IT is not an end in itself; rather, it should deliver benefits to you and your stakeholders. It is about support for processes and information flows. Creating and implementing strategies relies very heavily on communication, so it is no wonder that ICT can help us to create and deliver strategies. All strategies should be developed, communicated, implemented and have their success measured. Further, as an organisation becomes more complex with growth, the challenge of each phase increases. Fortunately, ICT can help you meet this challenge too.
Intuition has a part to play in strategy development but it should be tempered with data – ‘good decisions’ are merely luck without them. ICT can help you get the data you need, through:
- Internet research
- Selective data from market reports electronically and instantaneously
- Data analysis using analysis software
- On-line surveys
- In-house data from your own management systems such as CRM or accounting
2. Sharing information
Strategic decisions often require the involvement of others inside and outside the business. They need to share data and analysis to contribute. This might mean an email with an attachment or a global multimedia conference. Both are ICT solutions.
Many of the tools used to develop strategy, like portfolio matrices, can be produced using off-the-shelf software, saving time entering data and drawing complex graphics.
4. Configuration management
Eisenhower said “A plan is nothing; planning is everything.” Despite this, documents are inevitable. ICT can reduce time and risk with configuration management. Online systems allow changes to be captured from almost anywhere and tracked.

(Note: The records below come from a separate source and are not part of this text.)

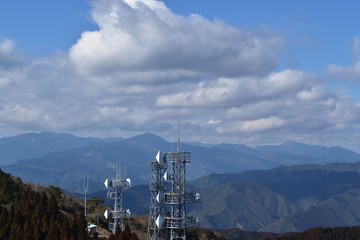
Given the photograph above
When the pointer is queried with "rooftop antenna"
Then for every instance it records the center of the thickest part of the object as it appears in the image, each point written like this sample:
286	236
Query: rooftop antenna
86	189
118	214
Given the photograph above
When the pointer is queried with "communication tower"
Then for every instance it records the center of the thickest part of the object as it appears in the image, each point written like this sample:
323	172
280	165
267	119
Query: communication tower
178	197
118	214
86	189
157	186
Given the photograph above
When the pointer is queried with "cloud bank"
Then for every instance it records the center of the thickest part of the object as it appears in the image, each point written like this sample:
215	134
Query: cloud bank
146	69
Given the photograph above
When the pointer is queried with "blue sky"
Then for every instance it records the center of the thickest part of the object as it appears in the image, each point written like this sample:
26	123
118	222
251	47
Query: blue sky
253	72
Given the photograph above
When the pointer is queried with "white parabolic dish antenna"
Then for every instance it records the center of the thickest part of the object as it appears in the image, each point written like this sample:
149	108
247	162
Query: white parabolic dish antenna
159	221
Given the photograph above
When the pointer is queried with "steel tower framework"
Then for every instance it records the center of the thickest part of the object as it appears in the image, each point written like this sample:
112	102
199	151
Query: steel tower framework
178	197
157	186
118	214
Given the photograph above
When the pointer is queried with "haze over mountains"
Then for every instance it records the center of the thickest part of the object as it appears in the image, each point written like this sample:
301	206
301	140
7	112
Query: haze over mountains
62	159
280	188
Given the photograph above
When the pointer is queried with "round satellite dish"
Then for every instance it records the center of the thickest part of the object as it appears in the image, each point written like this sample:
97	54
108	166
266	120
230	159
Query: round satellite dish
197	197
127	213
197	222
160	197
159	157
128	181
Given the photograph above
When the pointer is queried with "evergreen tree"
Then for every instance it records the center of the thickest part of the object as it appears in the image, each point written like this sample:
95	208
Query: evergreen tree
133	236
82	226
64	229
37	235
3	216
127	232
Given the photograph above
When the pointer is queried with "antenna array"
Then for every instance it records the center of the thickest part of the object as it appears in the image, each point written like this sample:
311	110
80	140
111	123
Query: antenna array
86	189
177	199
118	214
157	188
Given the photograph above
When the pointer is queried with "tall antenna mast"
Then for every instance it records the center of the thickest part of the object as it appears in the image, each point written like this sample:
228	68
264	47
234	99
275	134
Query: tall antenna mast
86	189
157	186
118	214
178	198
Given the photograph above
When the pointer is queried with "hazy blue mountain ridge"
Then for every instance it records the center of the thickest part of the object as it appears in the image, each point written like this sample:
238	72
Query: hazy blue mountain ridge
66	168
32	145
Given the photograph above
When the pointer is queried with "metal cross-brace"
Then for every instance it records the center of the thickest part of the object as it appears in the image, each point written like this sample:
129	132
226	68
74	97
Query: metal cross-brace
118	214
178	197
157	186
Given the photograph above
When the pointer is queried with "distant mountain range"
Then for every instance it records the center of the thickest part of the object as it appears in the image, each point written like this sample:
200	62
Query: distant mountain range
62	159
285	199
280	188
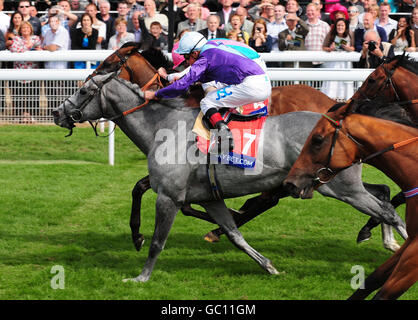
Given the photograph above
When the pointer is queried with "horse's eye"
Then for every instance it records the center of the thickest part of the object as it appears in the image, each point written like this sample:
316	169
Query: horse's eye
317	141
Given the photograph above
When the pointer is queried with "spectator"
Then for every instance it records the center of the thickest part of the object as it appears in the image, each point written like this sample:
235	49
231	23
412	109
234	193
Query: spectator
353	14
193	23
108	19
137	26
368	24
225	12
213	31
406	5
318	30
133	6
56	39
75	6
23	8
339	38
237	28
292	6
277	26
70	19
374	50
4	19
152	15
246	25
338	11
25	41
384	21
67	19
203	11
374	10
122	35
84	38
13	31
366	5
264	10
356	3
414	31
100	26
260	41
400	37
293	38
159	40
179	14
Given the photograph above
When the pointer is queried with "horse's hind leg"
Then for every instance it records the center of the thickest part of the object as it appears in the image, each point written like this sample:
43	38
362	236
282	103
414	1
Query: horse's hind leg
379	276
135	221
165	213
219	212
404	275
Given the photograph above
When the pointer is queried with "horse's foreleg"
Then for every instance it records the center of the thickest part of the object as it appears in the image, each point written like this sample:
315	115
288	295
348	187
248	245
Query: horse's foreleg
219	212
165	213
135	221
251	209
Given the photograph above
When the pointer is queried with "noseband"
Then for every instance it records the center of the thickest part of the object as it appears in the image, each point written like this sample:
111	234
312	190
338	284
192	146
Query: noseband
338	126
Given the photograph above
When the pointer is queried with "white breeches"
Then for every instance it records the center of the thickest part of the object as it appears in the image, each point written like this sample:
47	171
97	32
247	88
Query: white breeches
252	89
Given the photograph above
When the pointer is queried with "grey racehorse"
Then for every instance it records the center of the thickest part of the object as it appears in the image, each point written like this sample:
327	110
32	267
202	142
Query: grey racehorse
178	172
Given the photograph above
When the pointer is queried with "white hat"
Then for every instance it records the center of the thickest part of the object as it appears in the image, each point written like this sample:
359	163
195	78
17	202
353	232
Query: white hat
191	41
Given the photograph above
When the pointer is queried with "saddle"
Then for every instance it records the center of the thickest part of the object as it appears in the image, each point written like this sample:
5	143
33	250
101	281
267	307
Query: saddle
246	123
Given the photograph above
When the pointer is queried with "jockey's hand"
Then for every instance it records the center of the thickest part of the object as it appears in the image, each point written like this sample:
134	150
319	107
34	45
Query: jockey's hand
162	72
149	95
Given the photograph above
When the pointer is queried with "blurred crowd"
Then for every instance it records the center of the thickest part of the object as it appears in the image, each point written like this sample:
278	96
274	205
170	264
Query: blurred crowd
266	26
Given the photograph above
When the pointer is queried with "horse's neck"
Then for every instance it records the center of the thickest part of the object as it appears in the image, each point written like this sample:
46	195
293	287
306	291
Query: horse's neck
154	120
379	134
407	85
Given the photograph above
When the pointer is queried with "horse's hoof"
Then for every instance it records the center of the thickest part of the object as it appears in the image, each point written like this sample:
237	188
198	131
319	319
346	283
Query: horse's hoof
138	243
211	237
271	269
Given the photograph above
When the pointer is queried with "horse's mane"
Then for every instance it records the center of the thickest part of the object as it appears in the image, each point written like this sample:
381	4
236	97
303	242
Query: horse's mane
157	58
176	103
380	108
406	62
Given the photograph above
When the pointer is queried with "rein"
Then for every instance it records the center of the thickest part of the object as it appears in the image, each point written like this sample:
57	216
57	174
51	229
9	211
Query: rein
338	126
388	82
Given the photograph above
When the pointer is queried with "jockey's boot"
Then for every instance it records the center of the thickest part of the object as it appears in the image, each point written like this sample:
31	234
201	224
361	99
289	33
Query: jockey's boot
223	130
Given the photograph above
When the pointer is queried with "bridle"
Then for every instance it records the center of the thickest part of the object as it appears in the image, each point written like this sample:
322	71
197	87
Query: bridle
76	113
388	83
338	124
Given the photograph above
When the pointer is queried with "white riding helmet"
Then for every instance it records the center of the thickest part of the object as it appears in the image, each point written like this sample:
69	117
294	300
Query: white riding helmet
191	41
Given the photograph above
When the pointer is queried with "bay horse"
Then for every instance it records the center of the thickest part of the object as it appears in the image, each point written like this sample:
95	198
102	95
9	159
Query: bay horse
179	182
284	99
342	138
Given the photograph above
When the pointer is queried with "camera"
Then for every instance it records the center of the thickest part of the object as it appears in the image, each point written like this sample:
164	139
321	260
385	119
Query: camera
372	45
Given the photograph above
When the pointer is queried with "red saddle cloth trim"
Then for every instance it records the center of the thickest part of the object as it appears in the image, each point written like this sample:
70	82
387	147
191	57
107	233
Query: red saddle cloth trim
246	137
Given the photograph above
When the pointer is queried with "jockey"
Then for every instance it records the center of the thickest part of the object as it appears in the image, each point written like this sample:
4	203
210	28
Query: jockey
239	79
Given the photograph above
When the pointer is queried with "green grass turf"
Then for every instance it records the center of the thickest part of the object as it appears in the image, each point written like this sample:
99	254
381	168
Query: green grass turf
62	204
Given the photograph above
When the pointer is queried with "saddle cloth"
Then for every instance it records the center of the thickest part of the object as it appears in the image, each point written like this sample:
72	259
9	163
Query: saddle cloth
246	123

5. Communicating the Strategy
Strategies need to be communicated. Most of us have at some time failed to be engaged by the lifeless tome called a “Strategic Plan”. This is due, in part, to the complex message contained within – so multiple media may be required to reach everyone, since we absorb information differently. ICT offers cost-effective new channels including webcasts, newsletters, intranet and email. Another reason for the failure of the tome is a lack of buy-in. Webcasts allow personal delivery of the message with powerful implications for buy-in. You might even invite people to ‘read your lips.’
A strategy will change something in the business. This may involve new processes or changing old ones. For example, outsourcing for scalability will benefit from supply chain management and transparency. New software solutions to support such processes abound. An important warning here is to design the process and use ICT to support it. People deliver it and it will change. Don’t get stuck with an ICT solution that does not fit the process as it evolves.
Understanding achievement against strategic goals requires measuring performance. Balanced scorecards and Management Information Systems are tools for allowing management to view performance. Both can be more valuable and cost-effective when ICT is employed to implement them. What better tool is available to collect disparate data, summarise and display it?
Developing and delivering strategy requires data collection, data analysis, communication and measurement. ICT can add value and reduce costs in all of these areas.
ICT is not an end in itself. Strategy tasks and processes should be designed for people and made more valuable or cost-effective by ICT.